Imagine that you love eating chocolates, and you get your hands on a box of assorted ones, in all the flavors you can think of. Perfect, right?

I am a voracious reader, and as I read though Knitted Tales by Rubina Ramesh I had a similar feeling.
12 short stories, in varied flavors, and each one standing out on its own.

Rubina’s stories made me go through a myriad of emotions, ranging from surprise to shock and just when I thought that the mood for the rest of the book was set her next story made me smile, while another made me go into introspection mode.
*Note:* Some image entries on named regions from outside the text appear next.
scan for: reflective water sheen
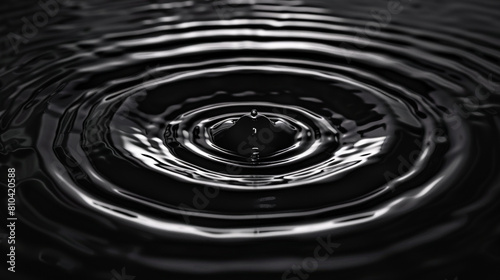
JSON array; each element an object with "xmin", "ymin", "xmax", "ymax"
[{"xmin": 0, "ymin": 0, "xmax": 500, "ymax": 280}]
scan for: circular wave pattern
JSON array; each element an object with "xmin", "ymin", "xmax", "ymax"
[{"xmin": 3, "ymin": 1, "xmax": 500, "ymax": 278}]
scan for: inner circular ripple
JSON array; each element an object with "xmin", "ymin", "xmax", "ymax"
[{"xmin": 0, "ymin": 0, "xmax": 500, "ymax": 279}]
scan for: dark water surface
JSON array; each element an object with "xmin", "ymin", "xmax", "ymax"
[{"xmin": 0, "ymin": 0, "xmax": 500, "ymax": 280}]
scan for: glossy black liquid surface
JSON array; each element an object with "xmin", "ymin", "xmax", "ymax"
[{"xmin": 0, "ymin": 0, "xmax": 500, "ymax": 280}]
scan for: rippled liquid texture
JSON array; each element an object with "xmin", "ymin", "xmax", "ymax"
[{"xmin": 0, "ymin": 0, "xmax": 500, "ymax": 280}]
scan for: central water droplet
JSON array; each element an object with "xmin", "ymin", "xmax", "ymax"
[{"xmin": 210, "ymin": 109, "xmax": 298, "ymax": 159}]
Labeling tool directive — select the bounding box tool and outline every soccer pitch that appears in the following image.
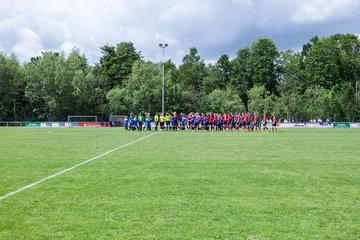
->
[0,128,360,240]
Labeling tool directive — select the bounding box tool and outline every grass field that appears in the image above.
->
[0,128,360,240]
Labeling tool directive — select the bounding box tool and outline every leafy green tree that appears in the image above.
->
[303,87,335,120]
[229,48,254,109]
[100,42,142,89]
[249,38,279,94]
[278,50,306,121]
[203,89,245,113]
[24,49,94,121]
[201,55,232,93]
[0,52,25,120]
[106,87,134,115]
[179,47,206,93]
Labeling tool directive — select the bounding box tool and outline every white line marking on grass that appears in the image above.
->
[0,132,157,201]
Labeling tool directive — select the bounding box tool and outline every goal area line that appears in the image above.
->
[0,132,157,201]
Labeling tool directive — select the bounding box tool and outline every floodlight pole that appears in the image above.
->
[159,43,169,115]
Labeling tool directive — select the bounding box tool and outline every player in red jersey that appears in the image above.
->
[262,113,268,132]
[235,113,240,130]
[241,113,246,132]
[252,113,259,132]
[245,113,251,132]
[271,113,277,132]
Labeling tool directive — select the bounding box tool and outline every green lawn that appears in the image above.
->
[0,128,360,240]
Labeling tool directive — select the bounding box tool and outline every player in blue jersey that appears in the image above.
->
[145,113,151,131]
[124,116,129,130]
[180,113,187,130]
[203,114,209,131]
[132,115,138,130]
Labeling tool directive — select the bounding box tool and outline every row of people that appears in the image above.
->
[124,112,278,132]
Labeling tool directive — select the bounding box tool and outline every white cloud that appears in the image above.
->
[0,0,360,63]
[12,28,43,59]
[291,0,359,23]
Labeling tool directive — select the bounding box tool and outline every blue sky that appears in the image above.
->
[0,0,360,64]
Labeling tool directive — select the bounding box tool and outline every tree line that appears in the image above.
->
[0,34,360,121]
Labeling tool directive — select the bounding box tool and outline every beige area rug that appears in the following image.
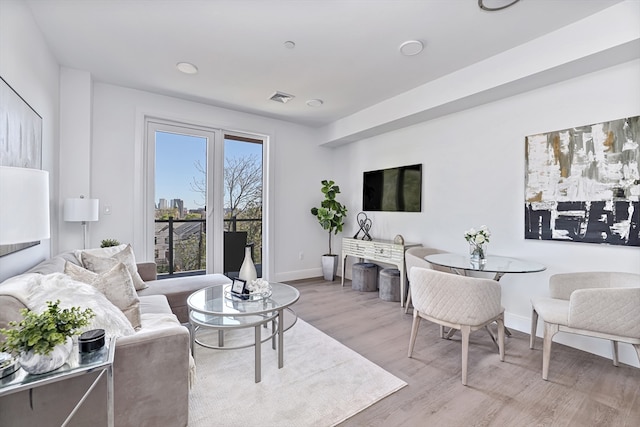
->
[189,320,407,427]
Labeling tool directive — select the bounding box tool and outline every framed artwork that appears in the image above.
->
[0,77,42,256]
[231,278,249,297]
[525,116,640,246]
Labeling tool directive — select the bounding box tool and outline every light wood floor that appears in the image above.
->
[289,278,640,427]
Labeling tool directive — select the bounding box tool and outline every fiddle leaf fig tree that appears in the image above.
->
[311,179,347,255]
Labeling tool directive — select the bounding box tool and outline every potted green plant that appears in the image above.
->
[0,300,95,374]
[311,180,347,281]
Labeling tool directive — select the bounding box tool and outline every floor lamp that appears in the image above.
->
[0,166,50,245]
[64,196,99,249]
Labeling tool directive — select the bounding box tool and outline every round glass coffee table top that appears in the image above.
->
[187,283,300,328]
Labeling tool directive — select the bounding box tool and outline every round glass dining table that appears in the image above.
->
[424,253,547,281]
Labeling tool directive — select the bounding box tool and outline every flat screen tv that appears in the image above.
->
[362,165,422,212]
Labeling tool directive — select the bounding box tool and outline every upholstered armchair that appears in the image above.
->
[529,272,640,380]
[404,246,449,313]
[408,267,504,385]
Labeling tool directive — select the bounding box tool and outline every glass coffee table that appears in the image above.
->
[0,338,116,427]
[187,283,300,383]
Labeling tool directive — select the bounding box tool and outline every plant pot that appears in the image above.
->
[322,255,338,282]
[18,337,73,374]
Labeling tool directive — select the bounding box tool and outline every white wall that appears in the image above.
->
[85,83,332,280]
[334,61,640,366]
[0,0,59,281]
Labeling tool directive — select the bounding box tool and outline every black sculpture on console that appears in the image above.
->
[353,212,373,240]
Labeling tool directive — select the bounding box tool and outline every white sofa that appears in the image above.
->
[0,252,230,427]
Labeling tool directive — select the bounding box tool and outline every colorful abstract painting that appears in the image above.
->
[525,116,640,246]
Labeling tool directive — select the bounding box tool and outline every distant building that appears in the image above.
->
[171,199,185,218]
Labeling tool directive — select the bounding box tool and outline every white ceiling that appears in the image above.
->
[27,0,620,126]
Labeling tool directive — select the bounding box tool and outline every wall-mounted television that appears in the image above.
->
[362,164,422,212]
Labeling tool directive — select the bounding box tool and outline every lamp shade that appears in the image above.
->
[64,198,99,222]
[0,166,50,245]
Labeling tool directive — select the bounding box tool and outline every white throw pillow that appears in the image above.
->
[28,273,135,338]
[64,262,140,329]
[73,243,127,263]
[80,245,148,291]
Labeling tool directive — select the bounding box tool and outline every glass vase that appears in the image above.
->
[238,246,258,285]
[469,243,487,265]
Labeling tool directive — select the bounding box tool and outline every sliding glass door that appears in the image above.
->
[145,119,264,277]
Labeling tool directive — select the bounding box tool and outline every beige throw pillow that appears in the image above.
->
[64,258,141,329]
[80,245,148,291]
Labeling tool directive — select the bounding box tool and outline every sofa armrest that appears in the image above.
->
[114,324,190,426]
[137,262,158,282]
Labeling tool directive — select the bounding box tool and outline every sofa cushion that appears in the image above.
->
[138,274,231,323]
[28,273,135,337]
[80,245,147,291]
[64,262,141,329]
[73,243,128,263]
[140,295,173,315]
[27,252,82,274]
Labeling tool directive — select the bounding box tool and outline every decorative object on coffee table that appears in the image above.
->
[0,300,94,374]
[311,179,347,281]
[78,329,104,353]
[238,245,258,282]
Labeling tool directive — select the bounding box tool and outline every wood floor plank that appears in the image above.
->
[290,278,640,427]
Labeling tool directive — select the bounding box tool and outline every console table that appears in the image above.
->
[342,237,421,307]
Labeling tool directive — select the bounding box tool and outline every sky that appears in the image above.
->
[155,132,262,209]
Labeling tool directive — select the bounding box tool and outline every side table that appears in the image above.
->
[0,338,116,427]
A Secret in their Closet, is a story about a Mother wanting to kill her child to hide a secret that is killing her. The story will stun you and will have you looking at parents, and human nature, in a different light.
Betrayal, a story of abuse, revenge and moral dilemma will have you wondering who betrayed whom and if one lifetime is enough to avenge it.
Chiclets, tells of fresh of the boat immigrants who find setting in a new country unnerving, till their child paves the way. The clever little story, with an important lesson, will leave you smiling and make you realize that sometimes children teach us the lessons they should have learnt from us instead.
Forgive me, for I have sinned, had me holding my breath throughout, and I gladly exhaled in the end
Lolita, a reality deftly woven into a story about a sex-symbol. It and made me pause and think of so many ‘Lolita’s’ I have read about.
No Regrets, an impish and wily wife who gets get way. In the right manner, or wrong, you decide.
SuvarnaRekha, of tribals, melas, beads and feathers and love against all odds had a retro movie feel and had me picturizing an 80s film.
The Little Godmother, sibling rivalry or just siblings? Smile through it and decide for yourself. It left me grinning, really wide.
The Missing Staircase, a Grand daughter and her Grandfather and the staircase on which they spent time on, talking and exchanging secrets will make you reach out for and cherish the relationships in your life.
The Other Woman had an unexpected twist.
Daddy, hear me out, should be made a compulsory read for parents. Between demanding marks and nurturing your child’s spirit, which one would you choose? The spirited Jaspreet tugged at my heart
Cliff Notes, well, Rubina surely did save the best for the last. A story told from the view of and observations of a Mountain, which will make you hang your head in shame for being human.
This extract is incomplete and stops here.